これも中学受験しない子も含まれていますが、10時前に寝る子が5割、11時前までに寝る子までとすると8割になります。
朝に1時間程度勉強しようと、6時に起きようとしたとき、10時に寝れば8時間睡眠ですが、11時に寝ると7時間睡眠になってしまいます。
それで、気になるのは、このうちどれだけの子が中学受験するの?ということです。
図表を読み勧めていくと学習塾に通っている頻度のデータがありました。「全体」から「通っていない」を引くと、塾に通っている子の人数がわかります。
「塾に通う=中学受験する」とは言い切れないですが、塾に通っている子はだいたい3分の1くらいかなというところです。つまり、データのうち3分の2くらいは私達にとってはノイズのようなものなので、注意しなければなりません。

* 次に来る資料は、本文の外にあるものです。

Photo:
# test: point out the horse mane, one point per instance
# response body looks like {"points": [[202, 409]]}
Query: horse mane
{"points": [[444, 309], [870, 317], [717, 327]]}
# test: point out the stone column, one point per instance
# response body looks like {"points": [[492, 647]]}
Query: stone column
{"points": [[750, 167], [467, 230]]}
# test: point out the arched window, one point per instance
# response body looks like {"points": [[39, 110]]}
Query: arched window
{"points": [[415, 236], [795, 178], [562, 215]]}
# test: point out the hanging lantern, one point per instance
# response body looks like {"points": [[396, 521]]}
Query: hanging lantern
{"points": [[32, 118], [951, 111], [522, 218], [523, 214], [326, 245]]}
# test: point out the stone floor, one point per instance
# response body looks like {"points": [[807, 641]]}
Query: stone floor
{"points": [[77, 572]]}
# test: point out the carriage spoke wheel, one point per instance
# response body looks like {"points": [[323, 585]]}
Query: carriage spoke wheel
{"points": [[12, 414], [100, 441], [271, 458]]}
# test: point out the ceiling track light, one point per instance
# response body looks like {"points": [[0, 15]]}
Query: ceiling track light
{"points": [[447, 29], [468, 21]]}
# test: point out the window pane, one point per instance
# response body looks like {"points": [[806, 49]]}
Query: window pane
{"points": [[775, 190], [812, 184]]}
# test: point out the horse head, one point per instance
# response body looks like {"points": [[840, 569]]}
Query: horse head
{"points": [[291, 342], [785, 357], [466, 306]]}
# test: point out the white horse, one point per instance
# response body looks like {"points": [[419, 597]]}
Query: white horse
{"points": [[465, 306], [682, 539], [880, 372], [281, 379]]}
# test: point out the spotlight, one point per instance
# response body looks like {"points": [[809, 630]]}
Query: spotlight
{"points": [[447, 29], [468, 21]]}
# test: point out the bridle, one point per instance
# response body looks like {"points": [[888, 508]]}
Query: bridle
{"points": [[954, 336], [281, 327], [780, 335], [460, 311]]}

中学受験しない子のうち、中には夜遅くまで本やテレビやゲームなど趣味を楽しんでいる子もいるかもしれませんが、必要に迫られてということもあり、やはり中学受験の勉強を頑張っている子のほうが、夜遅くまで起きている傾向があるのではないかと思います。
すると、これまでのデータの割合を俯瞰して眺めてみると、中学受験を頑張る子は、ざっくり10時前後以降に寝て、6時から7時くらいに起きる子が多いのでは?と思います。

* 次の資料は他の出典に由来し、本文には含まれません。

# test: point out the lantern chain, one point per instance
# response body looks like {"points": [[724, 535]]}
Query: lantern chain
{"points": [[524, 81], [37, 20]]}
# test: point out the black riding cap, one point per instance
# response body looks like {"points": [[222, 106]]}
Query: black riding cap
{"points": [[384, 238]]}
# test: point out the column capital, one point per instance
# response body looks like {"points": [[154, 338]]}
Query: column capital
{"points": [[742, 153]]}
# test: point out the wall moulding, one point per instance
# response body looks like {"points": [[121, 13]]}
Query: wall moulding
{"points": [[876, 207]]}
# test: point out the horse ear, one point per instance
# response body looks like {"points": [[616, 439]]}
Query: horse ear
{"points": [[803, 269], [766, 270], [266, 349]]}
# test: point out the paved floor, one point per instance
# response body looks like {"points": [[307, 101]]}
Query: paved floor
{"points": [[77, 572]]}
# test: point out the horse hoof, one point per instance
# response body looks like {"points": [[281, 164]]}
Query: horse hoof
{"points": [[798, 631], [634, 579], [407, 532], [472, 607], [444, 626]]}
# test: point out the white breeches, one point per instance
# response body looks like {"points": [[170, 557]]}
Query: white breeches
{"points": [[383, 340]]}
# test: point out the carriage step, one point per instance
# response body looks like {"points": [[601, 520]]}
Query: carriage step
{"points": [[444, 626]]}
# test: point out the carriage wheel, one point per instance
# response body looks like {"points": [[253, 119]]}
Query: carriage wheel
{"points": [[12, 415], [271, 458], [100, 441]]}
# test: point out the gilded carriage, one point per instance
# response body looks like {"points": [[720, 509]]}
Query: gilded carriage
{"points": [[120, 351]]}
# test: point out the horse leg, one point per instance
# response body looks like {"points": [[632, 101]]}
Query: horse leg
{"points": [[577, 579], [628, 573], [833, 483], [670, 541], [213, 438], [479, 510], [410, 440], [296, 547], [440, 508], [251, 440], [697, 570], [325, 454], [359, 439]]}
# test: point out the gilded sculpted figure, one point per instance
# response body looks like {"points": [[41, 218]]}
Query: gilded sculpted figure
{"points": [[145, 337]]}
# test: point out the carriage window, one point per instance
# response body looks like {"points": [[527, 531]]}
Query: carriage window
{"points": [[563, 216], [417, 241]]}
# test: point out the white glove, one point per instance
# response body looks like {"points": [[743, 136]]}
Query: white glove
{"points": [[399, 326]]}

朝勉強しようとすると10時に寝て8時間睡眠とれればというところですから、小学生の睡眠が8時間で足りるかという問題は残りますが、8時間寝ていれば、中学受験を目指す子としては、割りと寝ることができているといえるのではと思います。
内閣府のデータ
次は内閣府の「平成27年版 子供・若者白書(リンク切れ)」です。大元は総務省「社会生活基本調査」らしいですが、由緒正しいデータだろうということで深いりはやめておくため、調査対象がいまいちよくわかりませんが、「第1部 子供・若者の状況、第6章 生活行動・意識、第1節 生活行動」とたどると、子どもたちの平均起床時刻と就寝時刻を確認できます。
文部科学省のデータと同様に、中学受験勉強をしているのかしていないのかわかりませんが、小学生が10歳以上となっていて、平均の起床時間が6時40分くらいとなっています。
こちらは平均の就寝時間で、小学生はだいたい10時くらいですね。
10時に寝て6時40分に起きると睡眠時間は8時間40分となりますので、このなかに中学受験しない子もたくさん含まれる事を考えると、8時間寝ることができる中学受験生活であれば、それなりに健全ではないかと思えてきます。
学研のデータ
3つ目は「学研教育総合研究所の小学生白書」です。こちらは全国を対象としていて、データとしては最も新しく2021年の調査です。
5年生と6年生200人ずつのデータとなっていて、このなかには中学受験しない子も含まれていますが、習いごとのデータの表から、このうち3割程度が学校の補習のための塾か、受験のための塾に通っていることがわかります。
転載は不可のようなのでグラフを読み取った結論だけ書くと、以下のようになっていました。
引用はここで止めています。